Nous avons vu que le libéralisme moderne vidait la communauté de toute légitimité primitive en conférant celle-ci exclusivement à l’individu. En d’autres termes, cette substitution d’entité doit être interprétée comme une négation pure et simple de l’homme en tant qu’animal politique, hors d’une conception proprement utilitariste des choses. La politique n’est plus la fin de tout homme pour ainsi dire inscrite dans ses gènes, c’est, au contraire, un moyen pour lui de parvenir à n’importe quelle fin, au gré de sa volonté. Se pose alors la question de savoir ce qui résulte de la mise en concurrence des volontés particulières. Étant donné qu’elles se valent toutes dans les débats, l’emportera celle qui parviendra à faire nombre, à fédérer dans l’optique d’une majorité, le sésame de tout système politique cardinal (i.e. fondé sur le seul pouvoir du nombre). Le passage de l’un au multiple, nous l’avons dit plus haut, favorisé par une propension naturelle au grégarisme, devient donc en premier lieu utilitariste : ainsi se forment des sous-communautés, éphémères et enchevêtrées, mues par le commun intérêt du moment. Afin que soient constituées ces communautés d’intérêt, chaque membre potentiel se doit de se tenir informé en permanence du nombre de celles et ceux qui partagent avec lui certaines vues, certains penchants. Dans les sociétés modernes de plusieurs millions d’habitants, on perçoit là le formidable pouvoir dont disposent les médias qui, comme nous en informe l’étymologie, tiennent le rôle d’intermédiaire entre sociétaires atomisés. Enfin, rappelons-nous de la dynamique intrinsèque du nombre qui le porte à devenir exponentiel du simple fait de son énonciation, gage non négligeable de confort et de sérénité. Dans un débat d’idées opposant huit individus à deux de leurs congénères, la tendance n’est pas d’appuyer ou de renforcer une conviction personnelle par les confrontations successives de chacun des deux à chacun des huit (ce qui devient d’ailleurs insurmontable dans un pays de plusieurs millions d’âmes) mais par celle, plus sommaire, du chiffre 2 au chiffre 8.

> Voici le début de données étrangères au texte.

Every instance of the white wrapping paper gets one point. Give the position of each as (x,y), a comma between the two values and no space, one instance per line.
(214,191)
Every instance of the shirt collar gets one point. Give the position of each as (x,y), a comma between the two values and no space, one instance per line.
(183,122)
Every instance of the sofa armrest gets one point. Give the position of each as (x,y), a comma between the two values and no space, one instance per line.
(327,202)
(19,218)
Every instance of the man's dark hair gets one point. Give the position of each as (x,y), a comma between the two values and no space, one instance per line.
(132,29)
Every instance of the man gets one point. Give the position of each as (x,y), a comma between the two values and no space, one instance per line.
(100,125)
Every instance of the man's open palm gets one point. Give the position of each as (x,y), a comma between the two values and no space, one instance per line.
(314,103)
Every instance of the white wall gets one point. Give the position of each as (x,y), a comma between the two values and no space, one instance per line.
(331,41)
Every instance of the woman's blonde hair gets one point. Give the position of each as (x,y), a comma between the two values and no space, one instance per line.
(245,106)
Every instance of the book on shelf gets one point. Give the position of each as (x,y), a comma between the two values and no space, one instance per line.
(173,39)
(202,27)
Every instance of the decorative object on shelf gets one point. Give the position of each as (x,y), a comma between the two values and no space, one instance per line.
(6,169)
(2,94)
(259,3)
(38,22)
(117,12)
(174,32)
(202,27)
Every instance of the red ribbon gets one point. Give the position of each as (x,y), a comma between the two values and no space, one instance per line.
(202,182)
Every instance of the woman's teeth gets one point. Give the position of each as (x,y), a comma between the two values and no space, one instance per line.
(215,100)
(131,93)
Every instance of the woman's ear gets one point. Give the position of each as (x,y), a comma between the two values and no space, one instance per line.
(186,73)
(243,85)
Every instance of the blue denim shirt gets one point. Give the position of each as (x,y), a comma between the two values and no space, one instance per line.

Munis de ces différents éléments, poursuivons à présent notre étude. Nous avons introduit au livre précédent la notion de dyade pour attester la complémentarité de deux principes solidaires. Ainsi en était-il du couple nature-culture (distinction certes réductrice que l’on affinera plus loin) et de l’impératif universel face aux exigences du particulier. Il est une troisième dyade relative aux rapports humains qui est la rencontre des principes de liberté et d’égalité. Est-ce à dire qu’il nous faudrait choisir entre les deux grands bienfaits à nous promis depuis deux siècles environ ? Non, mais il nous faut les concilier, les articuler entre eux pour que puisse s’opérer une certaine harmonie. Il y a un extrémisme égalitaire de même qu’il y a un extrémisme libertaire. Ces deux outrances nous portent à tailler dans leur matière brute pour enter l’une sur l’autre. L’enture ainsi obtenue est ce que nous appellerons le principe d’équité. Qu’est-ce, en fait, que l’équité ? C’est le froid souci de la juste répartition des choses. Elle est l’avocat de l’égalité lorsque celle-ci est victime d’une liberté prédatrice, donc inique. Elle est également la championne des libertés en péril face au nivellement aveugle d’une égalité dogmatique. L’équité est la règle de Lesbos, le maître étalon de la justice, quels qu’en soient le lieu, l’époque et le régime. Le sentiment de l’équité ne requiert pas de connaissances particulières en ce sens qu’il fait appel spontanément à une logique rétributive, accessible peu ou prou à tout individu sain d’esprit. S’il existe réellement un droit naturel, l’équité est le principe juridique qui s’en rapproche le plus. Elle transcende tout à la fois les sanctions arbitraires et les lois communes de par la souplesse et l’intégrité de ses attributions. S’adaptant au moindre cas particulier pour rendre à chacun son dû – ce bien plus que des lois, condamnées quant à elles à la rigidité de l’écrit – et assurant néanmoins à ses ressortissants l’impartialité qu’ils sont en droit d’attendre, l’équité est la pierre philosophale de tous les régimes politiques. Si un peuple parvenait un beau jour à se saisir de ses ressorts par quelque institution ajustée sans relâche, puis à lui vouer une sorte de culte public à l’instar de celui consacré de nos jours aux droits subjectifs, un tel peuple, donc, ne serait pas en reste avec la pérennité et le dynamisme politiques des Romains.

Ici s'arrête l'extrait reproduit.